Hungarian Scientist and 2022 Vilcek Prize Recipient Is Honored for mRNA Vaccine Breakthrough
Trailblazing biochemist Katalin Karikó was honored with a 2022 Breakthrough Prize in Life Sciences for her pioneering work in modifying messenger RNA–based technology. Her research paved the way for the swift development of COVID-19 vaccines. She had previously received the 2022 Vilcek Prize for Excellence in Biotechnology.
Although Karikó is now widely celebrated for her groundbreaking contributions to mRNA research, her journey has been far from smooth. The native of Hungary has been living and working in the United States since 1985. During the ’90s, she faced numerous rejections after her work on utilizing mRNA to combat diseases was deemed too unconventional to receive funding from government grants, corporations—and even her peers.
The Fight Against COVID-19
At the outset of her scientific career, Karikó was part of an innovative clinical trial involving double-stranded RNA (dsRNA) to treat patients with hematologic diseases, AIDS, and chronic fatigue syndrome. Her research eventually led her to the University of Pennsylvania, where she worked on messenger RNA (mRNA) with cardiologist Elliot Barnathan, whose experiments demonstrated that mRNA could be used to produce human proteins.
Karikó believed that if mRNA could be engineered to encode specific proteins and introduced to humans, it could revolutionize disease treatment. However, two obstacles stood in the way: Synthetic mRNA injections triggered an immune response, and funding in this field was limited.

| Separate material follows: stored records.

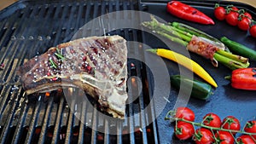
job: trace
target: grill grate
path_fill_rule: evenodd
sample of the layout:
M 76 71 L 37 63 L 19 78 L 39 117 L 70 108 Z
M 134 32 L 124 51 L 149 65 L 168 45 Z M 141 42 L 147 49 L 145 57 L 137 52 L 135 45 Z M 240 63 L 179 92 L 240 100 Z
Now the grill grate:
M 121 122 L 98 119 L 98 112 L 88 107 L 89 101 L 78 103 L 74 100 L 68 106 L 61 90 L 51 92 L 50 96 L 38 94 L 26 97 L 15 73 L 18 66 L 50 46 L 70 40 L 90 20 L 107 12 L 138 9 L 138 3 L 133 1 L 21 1 L 10 7 L 9 11 L 15 12 L 0 22 L 0 62 L 5 65 L 0 71 L 1 143 L 158 143 L 156 124 L 148 124 L 149 116 Z M 2 15 L 9 14 L 5 13 Z M 96 32 L 91 29 L 88 32 L 95 35 Z M 142 32 L 137 30 L 117 30 L 114 33 L 127 40 L 143 41 Z M 130 51 L 141 53 L 140 49 Z M 145 66 L 133 60 L 130 62 L 135 67 L 128 64 L 128 72 L 140 77 L 146 84 Z M 144 88 L 143 92 L 129 105 L 128 114 L 148 103 L 148 89 Z M 79 90 L 73 93 L 80 95 Z M 84 119 L 85 124 L 71 112 L 78 109 L 82 112 L 76 116 Z M 139 125 L 148 126 L 141 129 Z M 119 135 L 108 135 L 112 130 Z M 136 132 L 125 134 L 129 130 Z

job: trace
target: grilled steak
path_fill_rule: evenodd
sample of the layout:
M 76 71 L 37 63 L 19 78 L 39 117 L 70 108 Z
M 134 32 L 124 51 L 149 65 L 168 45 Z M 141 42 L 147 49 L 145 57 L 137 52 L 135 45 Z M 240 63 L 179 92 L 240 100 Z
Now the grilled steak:
M 61 43 L 18 68 L 27 95 L 79 87 L 114 118 L 124 118 L 127 48 L 119 36 L 90 37 Z

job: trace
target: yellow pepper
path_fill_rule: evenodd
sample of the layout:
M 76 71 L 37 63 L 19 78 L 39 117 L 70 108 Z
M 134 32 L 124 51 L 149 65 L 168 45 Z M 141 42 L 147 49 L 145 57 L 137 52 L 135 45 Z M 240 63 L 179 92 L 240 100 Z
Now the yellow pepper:
M 174 51 L 165 49 L 148 49 L 152 53 L 158 55 L 159 56 L 172 60 L 184 67 L 188 68 L 189 70 L 192 71 L 202 79 L 209 83 L 213 87 L 217 88 L 218 84 L 214 81 L 214 79 L 210 76 L 210 74 L 201 67 L 198 63 L 195 62 L 193 60 L 177 54 Z

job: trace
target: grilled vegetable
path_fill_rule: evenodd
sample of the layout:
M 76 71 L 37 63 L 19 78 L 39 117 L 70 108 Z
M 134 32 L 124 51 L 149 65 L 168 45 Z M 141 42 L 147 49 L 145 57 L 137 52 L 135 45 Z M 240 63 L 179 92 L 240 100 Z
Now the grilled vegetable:
M 201 37 L 205 37 L 206 39 L 212 41 L 214 43 L 212 43 L 216 45 L 219 49 L 229 51 L 229 49 L 225 47 L 225 45 L 220 40 L 218 40 L 218 38 L 216 38 L 201 30 L 195 29 L 190 26 L 188 26 L 188 25 L 185 25 L 185 24 L 183 24 L 180 22 L 176 22 L 176 21 L 172 22 L 170 25 L 172 25 L 173 27 L 176 27 L 177 29 L 178 29 L 180 31 L 185 32 L 191 35 Z
M 226 44 L 230 51 L 241 55 L 242 56 L 247 57 L 252 60 L 256 60 L 256 51 L 241 44 L 237 42 L 232 41 L 226 37 L 223 37 L 220 40 Z
M 234 70 L 232 75 L 225 78 L 231 79 L 233 88 L 256 90 L 256 67 Z
M 171 1 L 166 6 L 167 11 L 183 20 L 205 25 L 214 25 L 214 21 L 198 9 L 177 1 Z
M 176 89 L 180 89 L 183 84 L 183 91 L 189 92 L 191 90 L 190 95 L 201 100 L 207 100 L 212 94 L 212 86 L 197 80 L 193 80 L 184 76 L 174 75 L 171 77 L 171 84 Z M 192 88 L 192 89 L 190 89 Z
M 171 41 L 185 46 L 188 50 L 210 59 L 214 66 L 218 66 L 218 62 L 231 70 L 247 68 L 249 66 L 247 58 L 230 53 L 222 42 L 212 36 L 191 26 L 185 26 L 184 24 L 176 23 L 177 26 L 173 26 L 160 23 L 153 16 L 151 19 L 152 21 L 144 21 L 142 25 Z
M 186 56 L 177 54 L 174 51 L 165 49 L 148 49 L 152 53 L 158 55 L 159 56 L 172 60 L 184 67 L 189 69 L 194 72 L 199 77 L 201 77 L 205 81 L 208 82 L 214 87 L 218 87 L 218 84 L 213 80 L 213 78 L 210 76 L 210 74 L 202 68 L 199 64 L 192 60 L 191 59 L 187 58 Z

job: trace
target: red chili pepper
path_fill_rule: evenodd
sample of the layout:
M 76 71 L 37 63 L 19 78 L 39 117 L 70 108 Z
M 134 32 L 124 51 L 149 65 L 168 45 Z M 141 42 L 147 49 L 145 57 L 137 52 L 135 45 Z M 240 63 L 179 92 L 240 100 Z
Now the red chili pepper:
M 205 25 L 214 25 L 214 21 L 204 13 L 181 2 L 171 1 L 166 9 L 169 13 L 178 18 Z
M 256 67 L 234 70 L 231 86 L 236 89 L 256 90 Z

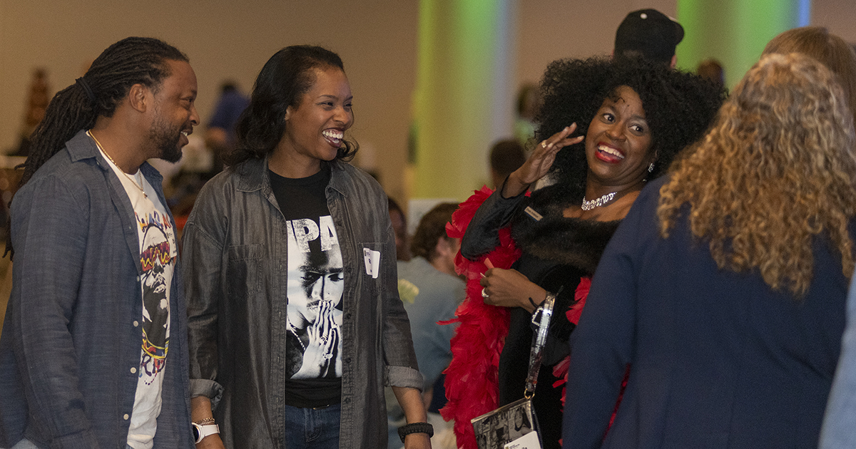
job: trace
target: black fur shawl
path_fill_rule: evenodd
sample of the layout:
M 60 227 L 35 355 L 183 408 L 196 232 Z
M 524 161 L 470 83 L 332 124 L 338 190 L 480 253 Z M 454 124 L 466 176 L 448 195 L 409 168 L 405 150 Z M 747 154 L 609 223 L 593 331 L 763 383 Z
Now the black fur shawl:
M 525 252 L 557 263 L 573 265 L 593 274 L 606 244 L 620 220 L 596 222 L 568 218 L 562 215 L 568 206 L 582 202 L 567 188 L 550 186 L 532 192 L 528 202 L 543 218 L 536 221 L 522 208 L 512 222 L 512 236 Z

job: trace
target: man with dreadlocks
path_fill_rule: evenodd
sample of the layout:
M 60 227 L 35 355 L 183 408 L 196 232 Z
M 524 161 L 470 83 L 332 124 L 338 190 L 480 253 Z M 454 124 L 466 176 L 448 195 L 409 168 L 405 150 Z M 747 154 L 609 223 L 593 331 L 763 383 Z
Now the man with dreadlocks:
M 181 157 L 195 98 L 185 55 L 128 38 L 33 132 L 7 246 L 0 447 L 193 446 L 175 223 L 146 161 Z

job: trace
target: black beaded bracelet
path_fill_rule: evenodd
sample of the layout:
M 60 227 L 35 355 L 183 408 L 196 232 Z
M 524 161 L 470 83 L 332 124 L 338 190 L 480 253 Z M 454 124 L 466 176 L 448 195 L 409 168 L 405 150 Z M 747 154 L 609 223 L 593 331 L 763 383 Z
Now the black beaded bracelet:
M 428 438 L 434 436 L 434 426 L 427 422 L 411 422 L 398 428 L 398 436 L 404 442 L 404 437 L 410 434 L 428 434 Z

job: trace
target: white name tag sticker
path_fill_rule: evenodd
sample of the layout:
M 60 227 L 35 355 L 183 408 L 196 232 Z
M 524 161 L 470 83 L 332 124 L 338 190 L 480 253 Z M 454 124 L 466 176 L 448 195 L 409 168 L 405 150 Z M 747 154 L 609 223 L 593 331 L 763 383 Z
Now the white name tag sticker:
M 366 274 L 377 279 L 380 273 L 380 251 L 363 248 L 363 260 L 366 262 Z
M 537 432 L 529 432 L 510 443 L 506 443 L 505 449 L 541 449 L 541 443 L 538 440 Z

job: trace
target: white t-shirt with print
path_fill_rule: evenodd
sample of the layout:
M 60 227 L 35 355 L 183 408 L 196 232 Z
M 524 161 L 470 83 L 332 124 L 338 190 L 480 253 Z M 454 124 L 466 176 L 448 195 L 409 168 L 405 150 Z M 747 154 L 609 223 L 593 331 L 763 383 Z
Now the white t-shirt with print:
M 128 431 L 128 444 L 134 449 L 152 449 L 161 411 L 163 369 L 169 347 L 169 293 L 178 251 L 175 233 L 158 193 L 138 171 L 126 175 L 101 152 L 125 187 L 134 207 L 140 259 L 143 315 L 136 322 L 143 327 L 140 365 L 132 368 L 138 375 L 134 411 Z M 140 190 L 142 181 L 143 192 Z

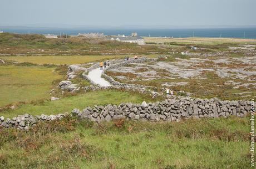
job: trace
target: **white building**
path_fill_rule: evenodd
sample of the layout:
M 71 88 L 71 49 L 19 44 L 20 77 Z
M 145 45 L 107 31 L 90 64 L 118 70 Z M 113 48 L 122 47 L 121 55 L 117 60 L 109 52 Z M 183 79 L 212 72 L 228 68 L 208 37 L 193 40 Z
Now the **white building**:
M 116 40 L 120 42 L 129 42 L 137 43 L 139 45 L 144 45 L 145 40 L 143 38 L 140 36 L 134 36 L 135 35 L 134 33 L 132 34 L 132 36 L 117 36 L 114 37 L 110 37 L 109 38 L 110 40 Z
M 58 38 L 57 35 L 55 35 L 53 34 L 45 34 L 44 35 L 46 38 Z

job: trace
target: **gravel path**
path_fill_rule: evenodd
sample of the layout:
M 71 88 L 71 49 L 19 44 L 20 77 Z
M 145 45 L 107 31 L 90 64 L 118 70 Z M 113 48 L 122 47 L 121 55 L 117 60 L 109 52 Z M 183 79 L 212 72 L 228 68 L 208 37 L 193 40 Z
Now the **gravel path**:
M 93 69 L 88 74 L 88 76 L 94 83 L 99 84 L 102 86 L 110 86 L 111 85 L 109 81 L 101 78 L 102 70 L 100 70 L 100 68 Z

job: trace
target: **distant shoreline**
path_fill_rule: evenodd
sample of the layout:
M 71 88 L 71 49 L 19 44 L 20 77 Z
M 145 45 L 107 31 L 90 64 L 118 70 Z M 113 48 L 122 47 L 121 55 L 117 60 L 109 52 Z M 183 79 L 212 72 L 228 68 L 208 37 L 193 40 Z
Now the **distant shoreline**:
M 231 38 L 242 39 L 256 39 L 256 27 L 231 28 L 196 28 L 196 29 L 86 29 L 86 28 L 50 28 L 33 27 L 3 27 L 0 31 L 16 33 L 35 34 L 67 34 L 77 35 L 78 33 L 99 32 L 105 35 L 124 34 L 129 35 L 131 32 L 136 32 L 141 37 L 206 37 L 206 38 Z

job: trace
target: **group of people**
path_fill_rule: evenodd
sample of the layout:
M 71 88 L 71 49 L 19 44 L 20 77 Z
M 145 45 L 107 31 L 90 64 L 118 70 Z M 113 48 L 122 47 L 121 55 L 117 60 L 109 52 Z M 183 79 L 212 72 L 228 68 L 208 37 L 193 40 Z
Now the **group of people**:
M 169 89 L 166 89 L 165 91 L 166 91 L 166 95 L 173 95 L 173 90 L 171 90 Z
M 137 55 L 135 55 L 134 57 L 134 59 L 138 59 L 138 57 Z M 125 58 L 124 58 L 124 60 L 129 60 L 129 57 L 125 57 Z
M 107 62 L 107 63 L 106 62 L 101 62 L 100 63 L 100 70 L 103 70 L 103 66 L 104 66 L 104 68 L 106 68 L 107 65 L 109 66 L 110 65 L 110 63 L 109 63 L 109 62 Z

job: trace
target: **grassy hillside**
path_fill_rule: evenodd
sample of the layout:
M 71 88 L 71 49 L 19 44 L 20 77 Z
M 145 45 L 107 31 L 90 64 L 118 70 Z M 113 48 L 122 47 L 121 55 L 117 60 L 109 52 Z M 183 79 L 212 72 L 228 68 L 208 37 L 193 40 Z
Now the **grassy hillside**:
M 47 39 L 38 34 L 0 34 L 0 53 L 8 54 L 68 54 L 146 53 L 163 52 L 157 47 L 139 45 L 97 38 L 74 37 Z
M 75 108 L 82 110 L 86 106 L 93 106 L 95 105 L 118 105 L 129 102 L 141 103 L 144 100 L 152 102 L 156 101 L 156 99 L 152 99 L 147 95 L 116 90 L 91 91 L 84 94 L 67 96 L 55 101 L 45 100 L 36 104 L 21 104 L 14 110 L 0 111 L 0 116 L 13 117 L 24 112 L 33 115 L 41 115 L 42 113 L 57 114 L 71 112 Z
M 11 103 L 48 99 L 52 82 L 62 78 L 56 68 L 0 66 L 0 107 Z
M 67 119 L 27 132 L 0 128 L 0 168 L 247 169 L 248 120 L 96 125 Z

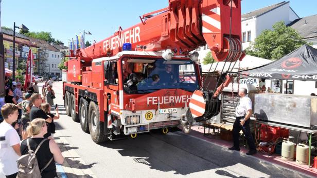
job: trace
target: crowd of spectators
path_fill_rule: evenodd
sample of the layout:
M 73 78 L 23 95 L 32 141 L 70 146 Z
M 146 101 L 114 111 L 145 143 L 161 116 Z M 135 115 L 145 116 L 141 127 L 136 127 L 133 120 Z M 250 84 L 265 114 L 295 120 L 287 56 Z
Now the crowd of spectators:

In 1990, Karikó applied for a grant and proposed developing mRNA gene therapy. Despite being demoted in 1995 due to grant rejections, she persevered and eventually met immunologist and professor Drew Weissman at the University of Pennsylvania, with whom she worked on mRNA technology.
In 2005, while working alongside Weissman, Karikó found out that mRNA-based modified nucleosides eliminated inflammatory properties, making them safe when used for medical purposes. The duo later obtained patents for their work on modified nucleosides, however, the university eventually sold the intellectual property to the head of a lab supply company (now known as Cellscript).
In 2006, Karikó teamed up with biochemist Ian MacLachlan to further work on mRNA technology, and in 2013 she left the university to join the German company BioNTech RNA Pharmaceuticals as a senior vice president.
Upon the release of the gene sequence of the coronavirus in early 2020, biotech companies realized that mRNA technology could target the unique spike protein found in the virus. Leveraging Karikó’s decades of research, BioNTech developed the world’s first mRNA-based vaccine to fight the COVID-19 pandemic.
Over the past two years alone, Karikó’s groundbreaking work has earned her over 110 accolades, including the Breakthrough Prize in Life Sciences in 2022, the 2022 Vilcek Prize for Excellence for pioneering vaccine research, and the European Inventor Award 2022 for “Lifetime Achievement”—one of Europe’s most prestigious innovation prizes.
In Hungary, she is revered as a national hero. A large mural on a building in Budapest depicts a portrait of her with the message “Hungarians build the future.” She was also a top contender for the Nobel Prize in both 2021 and 2022, although she was not awarded the prize in either year.Embed from Getty Images
In 2022, during an interview with a Hungarian magazine, she announced that she would be departing from her position as senior vice president at BioNTech. Although she did not disclose her next workplace, she expressed the desire to once again focus on her scientific work, which had been sidelined for the past year and a half due to other commitments.
Karikó firmly believes that passion, single-minded focus, and a sense of mission are essential ingredients for fulfillment in the field of science. In the future, she hopes to use her platform to inspire the next generation of scientific leaders, to encourage research funding, and to continue to promote science for the advancement of humankind.